Back to R&A. In 1943, it subjected its famed infrastructure studies to military-economic analysis and, in so doing, invented multi-departmental strategic intelligence. This excerpt from a CIA-published history of the OSS summarizes that phenomenal achievement:

Analyses by the Enemy Objectives Unit (EOU), a team of R&A economists posted to the U.S. Embassy in London, sent Allied bombers toward German fighter aircraft factories in 1943 and early 1944. After the Luftwaffe's interceptor force was weakened, Allied bombers could strike German oil production, which EOU identified as the choke-point in the Nazi war effort. The idea was not original with [the] OSS, but R&A's well-documented support gave it credibility and helped convince Allied commanders to try it.... The resulting scarcity of aviation fuel all but grounded Hitler's Luftwaffe and, by the end of [1944], diesel and gasoline production had also plummeted, immobilizing thousands of German tanks and trucks. 13

A great success. Imagine if R&A's infrastructure studies had not existed or were produced in haste by amateurs ignorant of the best sources, the results either inaccurate or incomplete. The actual studies were good, of course, but they might have remained strictly tactical intelligence tools, as tactical as a sergeant's field map, nothing strategic. Imagine if nobody had bothered to think any harder, too cautious or too busy to consider, let alone attempt, a thoroughly multi-disciplinary analysis in the hope of creating a decisive advantage. Good information abounded, but information on paper is not necessarily knowledge in an analyst's mind, and therefore not necessarily incorporated into that analyst's impressions and analyses.

Which brings us to the EOU's economists. Quite young, they could have been derided as "a bunch of silly economists ignorant of real war." They did have advanced university degrees and did represent the OSS, but what made them insightful, persuasive, and ultimately successful is what they knew as individuals. They knew what they were talking about, and it showed. Their thorough study of the multi-disciplinary material they accumulated made them true subject-matter experts. In the process, they created a new intelligence discipline whose tradecraft transforms vast amounts of scattered information into an individual's comprehensive knowledge and, ultimately, into exceptional insight. The respect they received, they earned.

The OSS did not survive the postwar demobilization of late 1945, but R&A did. Initially transferred to the State Department, it went to CIA because the strategic intelligence capability it embodied was understood to be essential to the national security, whether in war or peace.

Preserving that capability was one of the objectives the architects of the National Security Act of 1947 had in mind. Although the term "strategic intelligence" does not appear, for that term was not yet commonly used among civilians, the act did call for the continuous production of "national intelligence," a category the act treats as distinctly different from tactical intelligence.
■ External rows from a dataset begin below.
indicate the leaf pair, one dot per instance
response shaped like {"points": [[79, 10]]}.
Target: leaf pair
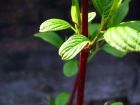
{"points": [[73, 46]]}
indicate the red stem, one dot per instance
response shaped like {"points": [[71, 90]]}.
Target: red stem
{"points": [[83, 55], [73, 91]]}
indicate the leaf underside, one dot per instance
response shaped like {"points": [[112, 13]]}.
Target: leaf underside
{"points": [[73, 46], [54, 25], [123, 38]]}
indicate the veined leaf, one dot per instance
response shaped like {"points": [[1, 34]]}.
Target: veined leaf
{"points": [[62, 98], [50, 37], [70, 68], [103, 6], [120, 14], [123, 38], [132, 24], [91, 16], [113, 51], [54, 25], [73, 46]]}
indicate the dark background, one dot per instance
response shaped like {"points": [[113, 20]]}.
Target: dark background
{"points": [[31, 70]]}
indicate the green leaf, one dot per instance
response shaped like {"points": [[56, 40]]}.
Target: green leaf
{"points": [[120, 14], [93, 29], [91, 16], [75, 12], [117, 103], [113, 51], [114, 103], [62, 98], [50, 37], [73, 46], [51, 101], [123, 38], [132, 24], [54, 25], [70, 68], [103, 6]]}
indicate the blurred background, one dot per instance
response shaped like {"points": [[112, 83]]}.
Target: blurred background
{"points": [[31, 70]]}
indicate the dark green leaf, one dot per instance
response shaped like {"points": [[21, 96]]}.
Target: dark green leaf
{"points": [[91, 16], [120, 14], [73, 46], [113, 51], [114, 103], [50, 37], [54, 25], [70, 68], [123, 38], [132, 24], [103, 6], [51, 101], [117, 103], [62, 99]]}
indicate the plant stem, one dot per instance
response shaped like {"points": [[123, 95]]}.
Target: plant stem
{"points": [[73, 91], [83, 55]]}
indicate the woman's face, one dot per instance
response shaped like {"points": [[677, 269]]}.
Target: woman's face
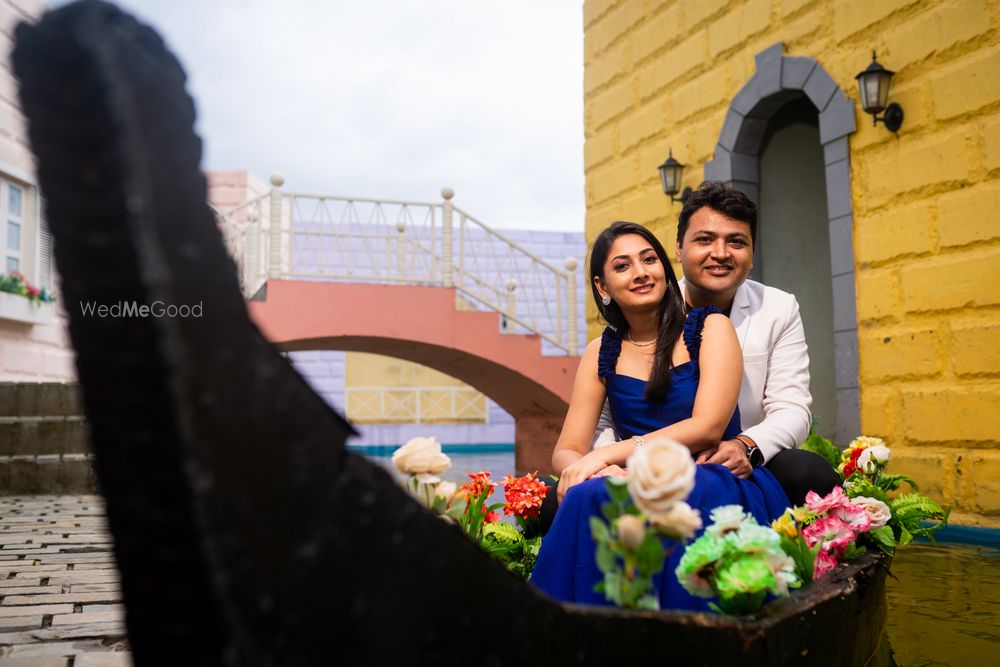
{"points": [[633, 274]]}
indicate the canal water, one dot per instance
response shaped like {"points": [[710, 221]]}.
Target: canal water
{"points": [[944, 599]]}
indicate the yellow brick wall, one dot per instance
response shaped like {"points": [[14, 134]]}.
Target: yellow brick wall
{"points": [[662, 74]]}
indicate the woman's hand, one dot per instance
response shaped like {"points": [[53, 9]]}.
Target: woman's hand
{"points": [[580, 470], [733, 455]]}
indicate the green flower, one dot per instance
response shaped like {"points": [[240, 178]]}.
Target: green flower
{"points": [[501, 533], [744, 574], [697, 564], [754, 538]]}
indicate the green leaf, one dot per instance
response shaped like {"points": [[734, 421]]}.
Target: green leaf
{"points": [[817, 444], [599, 530], [853, 551], [884, 539], [891, 482], [861, 486], [617, 489], [606, 558], [649, 602], [650, 555], [635, 590], [613, 588], [611, 511]]}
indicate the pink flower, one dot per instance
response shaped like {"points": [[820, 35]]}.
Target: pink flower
{"points": [[856, 518], [836, 498], [824, 562], [830, 533]]}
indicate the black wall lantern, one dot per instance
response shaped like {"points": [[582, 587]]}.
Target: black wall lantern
{"points": [[874, 85], [670, 177]]}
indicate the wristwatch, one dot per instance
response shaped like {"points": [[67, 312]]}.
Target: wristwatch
{"points": [[754, 454]]}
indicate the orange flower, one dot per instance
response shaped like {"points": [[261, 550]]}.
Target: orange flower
{"points": [[524, 495]]}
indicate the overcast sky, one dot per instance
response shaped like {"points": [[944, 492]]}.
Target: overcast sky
{"points": [[393, 98]]}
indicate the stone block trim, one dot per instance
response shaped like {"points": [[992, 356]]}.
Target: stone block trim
{"points": [[735, 162]]}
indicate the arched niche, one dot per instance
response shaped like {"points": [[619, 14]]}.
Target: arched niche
{"points": [[778, 82]]}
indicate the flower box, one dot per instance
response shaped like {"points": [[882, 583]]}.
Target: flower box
{"points": [[16, 308]]}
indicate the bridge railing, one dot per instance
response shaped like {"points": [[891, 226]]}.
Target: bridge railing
{"points": [[324, 237], [418, 405]]}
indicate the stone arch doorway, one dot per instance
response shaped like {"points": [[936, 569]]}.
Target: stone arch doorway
{"points": [[784, 143]]}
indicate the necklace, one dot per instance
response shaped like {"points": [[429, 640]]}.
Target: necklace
{"points": [[644, 344]]}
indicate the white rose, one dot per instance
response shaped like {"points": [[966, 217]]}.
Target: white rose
{"points": [[879, 454], [421, 455], [865, 463], [726, 518], [659, 475], [607, 437], [631, 531], [680, 522], [446, 490], [877, 511]]}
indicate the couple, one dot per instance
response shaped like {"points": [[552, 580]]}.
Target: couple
{"points": [[675, 362]]}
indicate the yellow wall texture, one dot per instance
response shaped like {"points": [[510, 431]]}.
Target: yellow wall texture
{"points": [[926, 205]]}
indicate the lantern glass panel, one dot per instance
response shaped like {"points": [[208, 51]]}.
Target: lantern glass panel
{"points": [[669, 180]]}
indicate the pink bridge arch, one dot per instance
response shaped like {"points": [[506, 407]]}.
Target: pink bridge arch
{"points": [[421, 324]]}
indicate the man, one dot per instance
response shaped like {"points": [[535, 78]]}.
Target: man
{"points": [[715, 239]]}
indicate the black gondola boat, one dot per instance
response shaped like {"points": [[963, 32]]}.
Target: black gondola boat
{"points": [[245, 531]]}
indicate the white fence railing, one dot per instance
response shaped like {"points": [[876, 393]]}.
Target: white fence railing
{"points": [[323, 237], [415, 405]]}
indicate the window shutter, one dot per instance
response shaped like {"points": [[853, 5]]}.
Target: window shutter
{"points": [[44, 246]]}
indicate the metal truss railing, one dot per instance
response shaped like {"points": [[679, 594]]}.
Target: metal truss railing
{"points": [[324, 237]]}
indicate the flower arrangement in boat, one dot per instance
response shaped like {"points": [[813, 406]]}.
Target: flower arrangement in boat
{"points": [[737, 561], [514, 544], [822, 532], [16, 283], [895, 518], [643, 509]]}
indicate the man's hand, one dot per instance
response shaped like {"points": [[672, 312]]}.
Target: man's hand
{"points": [[580, 470], [733, 455], [612, 471], [705, 454]]}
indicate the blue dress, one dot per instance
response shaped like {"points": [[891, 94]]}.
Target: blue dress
{"points": [[566, 568]]}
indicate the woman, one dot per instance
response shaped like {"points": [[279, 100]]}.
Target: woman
{"points": [[665, 373]]}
National intelligence, according to the act, was to be produced by the Intelligence Community under the Director of Central Intelligence (DCI), now the DNI. Tactical intelligence was to be the job of the military services, perhaps not without Intelligence Community help, but that help was not to be the community's main effort. The original architects of the act knew the mission of producing national (strategic) intelligence would be daunting, which is why they created a central agency, CIA, to not only receive and coordinate the government's intelligence information but, crucially, undertake multi-disciplinary analysis (an endeavor more comprehensive than "all-source analysis") to achieve the great successes R&A had achieved in World War II.

Little wonder, then, that so many veterans of the old R&A, like Sherman Kent, were recruited into the new CIA.